3

I'm using joint positions from a Kinect camera as my state space but I think it's going to be too large (25 joints x 30 per second) to just feed into SARSA or Qlearning.

Right now I'm using the Kinect Gesture Builder program which uses Supervised Learning to associate user movement to specific gestures. But that requires supervised training which I'd like to move away from. I figure the algorithm might pick up certain associations between joints that I would when I classify the data myself (hands up, step left, step right, for example).

I think feeding that data into a deep neural network and then pass that into a reinforcement learning algorithm might give me a better result.

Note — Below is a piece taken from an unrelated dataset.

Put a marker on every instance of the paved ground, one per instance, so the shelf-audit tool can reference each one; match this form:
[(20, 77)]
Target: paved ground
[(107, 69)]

There was a paper on this recently. https://www.cs.toronto.edu/~vmnih/docs/dqn.pdf

I know Accord.net has both deep neural networks and RL but has anyone combined them together? Any insights?

ORobotics
  • 31
  • 1
  • What's your goal? What are your actions and the reward? – Simon Dec 14 '15 at 09:31
  • This is for a boxing robot. The user stands in front of it and fights it. If the robot punches the user it's a positive reward, if the user punches the robot it's a negative reward. The actions are sequences of punches that I define (action 1 might be left straight, right straight, left hook for example). – ORobotics Dec 17 '15 at 22:17

1 Answers1

0

If I understand correctly from your question + comment, what you want is to have an agent that performs discrete actions using a visual input (raw pixels from a camera). This looks exactly like what DeepMind guys recently did, extending the paper you mentioned. Have a look at this. It is the newer (and better) version of playing Atari games. They also provide an official implementation, which you can download here. There is even an implementation in Neon which works pretty well.

Finally, if you want to use continuous actions, you might be interested in this very recent paper.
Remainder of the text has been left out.